Today, I am thankful for bluntness.
Either I’m suffering from amnesia, or this Monday is the worst case of the Mondays yet. I couldn’t find the strength to focus on anything today. I sleptwalk through my classes, drowsily floating.
I missed chapel. I missed a meeting. I was late to class. Instead of participating in any of these things, I blankly stared at my computer screen for hours, occasionally committing sentences that were rewritten and rewritten and rewritten. Three and a half hours, one missed meeting, and two tardy classes later, I finally gave up.
I went to bed, letting Monday win.
Then, I woke up and went to dinner. Someone in the line asked me how my day was, as people at Taylor always do. So, I was honest.
I took a deep breath, and explained, “You know, I’m having a terrible day. I haven’t been able, for whatever reason, been able to get anything done. I know it’s just because I’m lazy, but I have been staring at a computer screen for the last three and a half hours, unable to lift a finger. Unable to do a thing.

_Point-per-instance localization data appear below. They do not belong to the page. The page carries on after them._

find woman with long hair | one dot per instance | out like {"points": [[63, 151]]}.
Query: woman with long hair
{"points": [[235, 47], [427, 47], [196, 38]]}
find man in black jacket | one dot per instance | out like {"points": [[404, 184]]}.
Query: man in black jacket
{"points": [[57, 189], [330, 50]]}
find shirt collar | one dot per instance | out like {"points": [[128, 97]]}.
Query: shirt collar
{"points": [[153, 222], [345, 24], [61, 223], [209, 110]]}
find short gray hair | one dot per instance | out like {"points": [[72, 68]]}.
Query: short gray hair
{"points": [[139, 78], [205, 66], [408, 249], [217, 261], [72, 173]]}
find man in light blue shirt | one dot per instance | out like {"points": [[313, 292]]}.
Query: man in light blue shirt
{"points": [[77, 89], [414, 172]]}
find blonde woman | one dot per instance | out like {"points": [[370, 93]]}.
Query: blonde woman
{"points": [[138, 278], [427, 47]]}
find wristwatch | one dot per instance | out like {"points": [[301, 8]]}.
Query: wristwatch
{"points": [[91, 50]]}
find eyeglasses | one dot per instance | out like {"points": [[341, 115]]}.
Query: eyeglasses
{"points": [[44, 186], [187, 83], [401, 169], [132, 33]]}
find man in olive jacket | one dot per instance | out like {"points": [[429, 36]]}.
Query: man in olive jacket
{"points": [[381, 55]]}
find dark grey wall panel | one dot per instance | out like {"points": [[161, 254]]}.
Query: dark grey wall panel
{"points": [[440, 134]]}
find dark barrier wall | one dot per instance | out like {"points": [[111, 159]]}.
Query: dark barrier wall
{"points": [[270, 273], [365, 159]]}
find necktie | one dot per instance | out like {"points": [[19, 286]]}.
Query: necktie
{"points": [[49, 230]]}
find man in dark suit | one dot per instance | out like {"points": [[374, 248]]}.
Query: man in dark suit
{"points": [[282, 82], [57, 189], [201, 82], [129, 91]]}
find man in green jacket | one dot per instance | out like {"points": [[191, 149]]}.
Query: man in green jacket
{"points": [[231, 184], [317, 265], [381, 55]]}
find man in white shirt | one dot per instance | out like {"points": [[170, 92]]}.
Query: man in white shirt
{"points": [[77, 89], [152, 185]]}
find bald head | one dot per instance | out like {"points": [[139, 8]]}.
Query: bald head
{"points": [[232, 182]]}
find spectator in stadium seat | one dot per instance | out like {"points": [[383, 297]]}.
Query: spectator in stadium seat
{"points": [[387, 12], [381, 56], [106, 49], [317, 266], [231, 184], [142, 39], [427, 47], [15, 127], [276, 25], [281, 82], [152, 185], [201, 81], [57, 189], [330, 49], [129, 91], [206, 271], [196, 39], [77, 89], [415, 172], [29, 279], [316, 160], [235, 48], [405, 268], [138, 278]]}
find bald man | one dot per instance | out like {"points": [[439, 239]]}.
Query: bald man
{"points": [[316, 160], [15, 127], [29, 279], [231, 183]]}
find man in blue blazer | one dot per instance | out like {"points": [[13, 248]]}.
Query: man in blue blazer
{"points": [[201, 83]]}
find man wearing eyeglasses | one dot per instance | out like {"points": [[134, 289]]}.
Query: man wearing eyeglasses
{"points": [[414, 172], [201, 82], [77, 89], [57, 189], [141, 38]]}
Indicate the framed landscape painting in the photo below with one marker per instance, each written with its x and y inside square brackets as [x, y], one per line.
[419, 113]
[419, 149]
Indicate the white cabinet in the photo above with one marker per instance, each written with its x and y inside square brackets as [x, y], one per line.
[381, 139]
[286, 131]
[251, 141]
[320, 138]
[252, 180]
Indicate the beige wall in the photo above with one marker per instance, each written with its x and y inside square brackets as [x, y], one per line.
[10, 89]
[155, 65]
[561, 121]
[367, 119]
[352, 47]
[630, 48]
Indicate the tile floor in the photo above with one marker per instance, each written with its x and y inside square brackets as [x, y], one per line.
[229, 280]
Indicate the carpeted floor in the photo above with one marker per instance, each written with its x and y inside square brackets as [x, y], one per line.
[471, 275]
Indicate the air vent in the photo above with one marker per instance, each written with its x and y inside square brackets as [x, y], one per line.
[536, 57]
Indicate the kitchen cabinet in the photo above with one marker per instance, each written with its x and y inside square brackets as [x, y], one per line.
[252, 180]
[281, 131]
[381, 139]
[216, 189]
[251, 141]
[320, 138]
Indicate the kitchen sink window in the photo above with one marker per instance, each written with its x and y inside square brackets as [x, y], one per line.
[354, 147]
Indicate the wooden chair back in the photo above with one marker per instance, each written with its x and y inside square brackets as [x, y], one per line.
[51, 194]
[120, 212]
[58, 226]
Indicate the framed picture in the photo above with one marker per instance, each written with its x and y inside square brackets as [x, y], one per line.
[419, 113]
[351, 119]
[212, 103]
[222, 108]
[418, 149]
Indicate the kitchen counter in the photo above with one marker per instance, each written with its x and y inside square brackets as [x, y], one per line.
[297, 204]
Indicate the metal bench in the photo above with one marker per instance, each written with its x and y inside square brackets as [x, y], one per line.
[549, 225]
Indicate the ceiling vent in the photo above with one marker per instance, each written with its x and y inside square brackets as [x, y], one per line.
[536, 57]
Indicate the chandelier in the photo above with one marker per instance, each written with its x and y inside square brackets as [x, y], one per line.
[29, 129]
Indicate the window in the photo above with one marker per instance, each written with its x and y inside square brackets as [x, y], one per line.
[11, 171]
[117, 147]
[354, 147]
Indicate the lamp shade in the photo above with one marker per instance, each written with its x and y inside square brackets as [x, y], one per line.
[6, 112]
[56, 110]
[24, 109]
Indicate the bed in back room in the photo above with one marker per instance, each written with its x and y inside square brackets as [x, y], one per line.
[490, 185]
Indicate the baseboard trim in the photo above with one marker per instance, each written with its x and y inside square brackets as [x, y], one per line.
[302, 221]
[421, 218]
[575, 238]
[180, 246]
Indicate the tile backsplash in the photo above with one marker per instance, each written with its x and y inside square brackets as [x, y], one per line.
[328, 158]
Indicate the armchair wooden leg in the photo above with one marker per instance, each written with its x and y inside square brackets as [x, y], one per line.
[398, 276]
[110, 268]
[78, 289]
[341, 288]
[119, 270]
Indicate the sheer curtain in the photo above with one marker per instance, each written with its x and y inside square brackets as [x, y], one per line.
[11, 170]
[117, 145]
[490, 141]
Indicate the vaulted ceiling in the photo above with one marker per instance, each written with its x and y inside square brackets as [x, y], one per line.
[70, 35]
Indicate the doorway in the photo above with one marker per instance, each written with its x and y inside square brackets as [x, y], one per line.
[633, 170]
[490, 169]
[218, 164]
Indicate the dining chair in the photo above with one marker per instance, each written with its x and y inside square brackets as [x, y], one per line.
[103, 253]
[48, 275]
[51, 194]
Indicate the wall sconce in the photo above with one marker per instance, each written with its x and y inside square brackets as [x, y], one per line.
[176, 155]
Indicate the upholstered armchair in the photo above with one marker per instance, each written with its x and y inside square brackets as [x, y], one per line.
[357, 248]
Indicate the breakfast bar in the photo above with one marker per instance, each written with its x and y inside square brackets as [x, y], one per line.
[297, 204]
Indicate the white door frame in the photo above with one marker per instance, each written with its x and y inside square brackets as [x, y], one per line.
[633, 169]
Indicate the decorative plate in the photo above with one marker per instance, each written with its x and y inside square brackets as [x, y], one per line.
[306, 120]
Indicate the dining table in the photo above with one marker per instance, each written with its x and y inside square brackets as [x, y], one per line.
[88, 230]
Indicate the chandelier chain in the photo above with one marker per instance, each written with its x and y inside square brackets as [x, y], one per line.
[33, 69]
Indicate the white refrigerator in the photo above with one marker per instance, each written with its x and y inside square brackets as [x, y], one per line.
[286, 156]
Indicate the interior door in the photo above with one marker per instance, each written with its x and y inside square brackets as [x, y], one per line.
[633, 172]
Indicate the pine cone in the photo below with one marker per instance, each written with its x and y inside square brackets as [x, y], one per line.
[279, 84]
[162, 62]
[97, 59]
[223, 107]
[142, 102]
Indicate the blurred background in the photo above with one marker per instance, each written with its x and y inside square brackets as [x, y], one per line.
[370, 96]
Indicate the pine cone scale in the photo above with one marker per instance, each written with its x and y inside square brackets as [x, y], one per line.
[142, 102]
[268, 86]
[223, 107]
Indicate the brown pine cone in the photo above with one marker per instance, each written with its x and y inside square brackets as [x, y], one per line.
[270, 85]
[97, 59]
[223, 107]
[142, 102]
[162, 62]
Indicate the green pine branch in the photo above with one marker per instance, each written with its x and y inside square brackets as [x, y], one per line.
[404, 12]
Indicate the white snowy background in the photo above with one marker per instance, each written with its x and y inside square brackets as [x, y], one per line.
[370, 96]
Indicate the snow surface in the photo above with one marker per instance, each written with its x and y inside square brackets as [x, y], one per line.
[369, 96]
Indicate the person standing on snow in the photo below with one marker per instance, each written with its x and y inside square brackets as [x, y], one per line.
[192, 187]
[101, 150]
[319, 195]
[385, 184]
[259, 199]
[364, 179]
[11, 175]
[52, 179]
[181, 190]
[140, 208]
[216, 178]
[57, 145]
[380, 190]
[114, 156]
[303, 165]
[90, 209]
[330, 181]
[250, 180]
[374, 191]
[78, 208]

I feel powerless and useless.”
Heavy conversation for a cafeteria food line, I know.
I talked to another friend of mine, Ellen, about my lousy day and my apathy. She empathized as though I were talking about this relative I had lost in some sort of tragic boating accident. It was heartwarming and a bit hilarious.
There was something empowering and energizing about blunt honesty. I’m so…trained to sugarcoat my day. I have a stash of nine or ten key phrases that I toss out at people I pass on our campus walkways. Blunt honesty allows me to drop the sugarcoating and be more exposed. Be more naked. I think there are few things I hate in the world more than being naked, but it is something that I could definitely work on. Openness!
Being open allows others to see me as I am, which allows me to see them as they are. It’s embarrassing, encouraging, and beautiful. None of this is to say that whining is a good thing. I am merely suggesting that perhaps we sugarcoat our days a bit too often, and that we lose honesty in the pressure to appear content.
It is for these reasons that I am thankful today for bluntness. For openness. For honesty. What are you thankful for today?